Students identify the technical words in the text to include noun groups (for example adult cicadas, cicadas) and verb groups (for example emerge, bury, shed). Discuss how these choices help keep the text together and link the information as we read it.

Highlight the use of generalised nouns, for example ‘cicadas’, ‘early nymphs’. These nouns refer to a class of things rather than a particular thing, for example, cicadas rather than ‘Carl the Cicada’. Explain that the author uses these general nouns words to help us understand that this explanation of the life cycle is about what happens to all cicadas. Students can be introduced to the term ‘noun group’ through a simple explanation, for example, ‘These words name the things that are involved. We call them nouns or noun groups.’

Examine different nouns/noun groups which comprise a single noun (e.g. cicadas) and those which include a pre-modifier (e.g. the adult cicada – article + adjective + noun). Provide students with a range of words on cards to include articles, adjectives and nouns and ask them to build noun groups (e.g. their + outer + skin, the +cicadas). For each noun group they create, they must provide a sentence for it.

Identify the verb groups (e.g. lays, stay, emerge, feed) and discuss how these represent simple present tense. We use the simple present tense to show that this is the way things always happen. In this case, the use of present tense lets the reader know that this is the what the cicadas’ life cycle is like each time for each cicada. That is, this is how the life cycle always happens.

Highlight prepositional phrases which provide details about where or when around the activity, for example, throughout their life time, in the grooves of branches, up the trunks of trees. They may be called ‘time phrases’ or ‘place phrases’. Compare sentences with and without the prepositional phrases and ask students to comment on the difference between the two.

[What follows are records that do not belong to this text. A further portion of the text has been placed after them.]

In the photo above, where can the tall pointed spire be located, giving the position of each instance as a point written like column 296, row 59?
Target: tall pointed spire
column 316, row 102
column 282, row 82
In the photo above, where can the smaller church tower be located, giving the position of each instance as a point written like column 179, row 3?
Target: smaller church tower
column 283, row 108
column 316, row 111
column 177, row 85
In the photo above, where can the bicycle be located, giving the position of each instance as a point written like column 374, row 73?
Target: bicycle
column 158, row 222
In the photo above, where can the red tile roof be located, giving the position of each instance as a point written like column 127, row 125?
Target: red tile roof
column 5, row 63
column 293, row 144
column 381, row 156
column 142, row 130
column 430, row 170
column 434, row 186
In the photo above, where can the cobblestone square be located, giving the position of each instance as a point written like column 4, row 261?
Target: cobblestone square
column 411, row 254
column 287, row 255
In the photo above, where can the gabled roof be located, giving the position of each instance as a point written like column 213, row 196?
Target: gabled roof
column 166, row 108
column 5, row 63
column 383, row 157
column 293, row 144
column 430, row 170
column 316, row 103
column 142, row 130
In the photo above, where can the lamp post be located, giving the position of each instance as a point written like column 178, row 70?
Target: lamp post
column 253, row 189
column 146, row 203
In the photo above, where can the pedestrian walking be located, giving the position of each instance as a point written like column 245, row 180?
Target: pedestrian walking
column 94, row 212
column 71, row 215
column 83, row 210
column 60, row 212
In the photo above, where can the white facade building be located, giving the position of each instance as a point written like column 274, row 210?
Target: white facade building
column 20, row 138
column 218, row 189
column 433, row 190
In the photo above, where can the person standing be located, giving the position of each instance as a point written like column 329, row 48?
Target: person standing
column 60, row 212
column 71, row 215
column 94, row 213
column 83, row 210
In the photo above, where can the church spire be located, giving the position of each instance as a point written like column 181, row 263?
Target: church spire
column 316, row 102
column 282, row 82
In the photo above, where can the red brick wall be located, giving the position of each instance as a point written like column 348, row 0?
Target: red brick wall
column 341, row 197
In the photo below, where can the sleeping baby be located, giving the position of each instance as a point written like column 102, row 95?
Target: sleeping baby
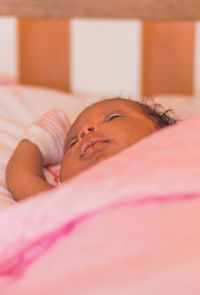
column 100, row 131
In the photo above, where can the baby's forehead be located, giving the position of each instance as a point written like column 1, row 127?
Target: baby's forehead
column 98, row 109
column 104, row 106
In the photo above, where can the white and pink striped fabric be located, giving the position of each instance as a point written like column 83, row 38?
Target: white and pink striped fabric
column 19, row 107
column 128, row 225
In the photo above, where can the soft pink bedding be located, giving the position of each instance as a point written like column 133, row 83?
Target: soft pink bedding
column 129, row 225
column 19, row 106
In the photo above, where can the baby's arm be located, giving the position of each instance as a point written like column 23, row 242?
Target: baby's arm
column 42, row 144
column 24, row 174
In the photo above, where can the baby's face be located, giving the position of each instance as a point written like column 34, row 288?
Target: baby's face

Find examples of temporal (time) conjunctions, connectives and phrases which tell us when things happen or to help to create a sequence – for example, until it is time for them to hatch, when the eggs hatch, during the summer months, at this stage, and then, at the same time. Discuss the role of these words and phrases to present events in the life cycle in an order or to tell us when things happen at points in the life cycle. Remove some of these examples and discuss what effect this has on what the reader might understand.

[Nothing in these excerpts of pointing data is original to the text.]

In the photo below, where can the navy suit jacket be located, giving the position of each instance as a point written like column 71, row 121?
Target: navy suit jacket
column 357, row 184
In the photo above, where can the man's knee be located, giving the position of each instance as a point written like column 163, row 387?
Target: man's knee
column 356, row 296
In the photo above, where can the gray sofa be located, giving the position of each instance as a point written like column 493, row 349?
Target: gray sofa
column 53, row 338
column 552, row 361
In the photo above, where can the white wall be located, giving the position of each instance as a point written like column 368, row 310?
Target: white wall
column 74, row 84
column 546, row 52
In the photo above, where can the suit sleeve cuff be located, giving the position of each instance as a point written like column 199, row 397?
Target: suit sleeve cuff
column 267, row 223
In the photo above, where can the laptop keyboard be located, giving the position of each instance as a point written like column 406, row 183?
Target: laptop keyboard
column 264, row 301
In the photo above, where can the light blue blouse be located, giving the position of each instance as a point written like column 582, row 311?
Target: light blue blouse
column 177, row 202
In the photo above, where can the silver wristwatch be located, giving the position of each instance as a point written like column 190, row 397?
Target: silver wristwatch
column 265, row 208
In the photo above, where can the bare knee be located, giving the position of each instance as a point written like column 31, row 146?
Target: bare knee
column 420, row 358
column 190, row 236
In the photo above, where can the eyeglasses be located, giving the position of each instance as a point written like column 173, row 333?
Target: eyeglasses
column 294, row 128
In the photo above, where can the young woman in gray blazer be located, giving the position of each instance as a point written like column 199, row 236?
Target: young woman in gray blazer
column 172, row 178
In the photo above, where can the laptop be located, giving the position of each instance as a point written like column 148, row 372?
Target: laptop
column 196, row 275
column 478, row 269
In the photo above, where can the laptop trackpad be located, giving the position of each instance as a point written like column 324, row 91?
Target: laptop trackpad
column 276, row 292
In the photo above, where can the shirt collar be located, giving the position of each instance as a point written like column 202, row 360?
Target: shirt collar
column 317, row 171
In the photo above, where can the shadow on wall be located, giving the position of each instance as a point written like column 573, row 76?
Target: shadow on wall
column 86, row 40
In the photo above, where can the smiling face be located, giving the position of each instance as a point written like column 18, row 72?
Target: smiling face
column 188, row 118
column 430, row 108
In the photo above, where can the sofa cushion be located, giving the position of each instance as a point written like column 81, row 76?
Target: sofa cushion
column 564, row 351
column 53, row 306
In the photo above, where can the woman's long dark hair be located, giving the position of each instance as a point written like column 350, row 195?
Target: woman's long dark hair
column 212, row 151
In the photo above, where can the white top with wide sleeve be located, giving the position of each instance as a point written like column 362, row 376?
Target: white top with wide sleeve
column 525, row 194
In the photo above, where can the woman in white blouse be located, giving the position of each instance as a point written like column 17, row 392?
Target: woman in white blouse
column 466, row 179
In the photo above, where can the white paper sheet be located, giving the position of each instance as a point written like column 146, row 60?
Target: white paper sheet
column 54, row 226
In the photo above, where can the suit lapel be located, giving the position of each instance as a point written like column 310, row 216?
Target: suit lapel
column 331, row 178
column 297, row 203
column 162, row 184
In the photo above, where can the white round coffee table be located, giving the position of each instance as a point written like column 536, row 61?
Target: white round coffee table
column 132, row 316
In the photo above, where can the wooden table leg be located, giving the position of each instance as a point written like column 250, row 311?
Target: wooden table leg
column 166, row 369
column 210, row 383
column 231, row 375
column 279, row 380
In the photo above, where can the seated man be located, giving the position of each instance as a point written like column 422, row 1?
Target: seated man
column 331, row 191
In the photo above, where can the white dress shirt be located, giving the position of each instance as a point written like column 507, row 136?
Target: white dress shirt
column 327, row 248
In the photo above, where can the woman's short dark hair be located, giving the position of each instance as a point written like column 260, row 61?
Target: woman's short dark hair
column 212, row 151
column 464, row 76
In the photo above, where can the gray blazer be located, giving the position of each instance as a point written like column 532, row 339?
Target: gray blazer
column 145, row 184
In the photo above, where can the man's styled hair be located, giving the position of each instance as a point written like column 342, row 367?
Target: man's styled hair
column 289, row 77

Highlight complex sentences - On sentence cards, write out each clause of a complex sentence for work with small groups. Write the independent clause in one colour (for example black) and the dependent clause/s in a different colour (for example orange).  In small groups, ask the students to combine one (black) clause with another (orange) clause to make one sentence. For example, ‘When the eggs hatch’ on one card (dependent clause) ‘the young cicadas emerge as early nymphs to feed on the tree sap’ on another (independent clauses). Students can also play with the placement of the clauses to examine which works better (e.g. When the eggs hatch the young cicadas emerge as early nymphs to feed on the tree sap. OR The young cicadas emerge as early nymphs to feed on the tree sap when the eggs hatch.)

Students are given a copy of the mentor text, which has been cut into paragraphs. Students work with a partner to sequence the text in the correct order. Ask students to explain how they worked out the order of the text.

Critique the mentor text according to criteria about cyclical explanations created by the class. For example:

  • technical vocabulary about cicadas
  • time conjunctions, connectives and phrases
  • action verbs which tell us what the cicadas do
  • timeless present tense
  • words and phrases which provide details of when or where.

Examine a visual representation of the life cycle. Discuss the images that are used to represent each phase and how the sequence is indicated, for example, using arrows or numbers. Discuss the type of image used in the diagram, for example, a photograph or drawn image, the detail shown, authentic colours. Emphasise the connection between the diagram and the written text, that the two support each other to provide the reader with information about the creature and its life cycle.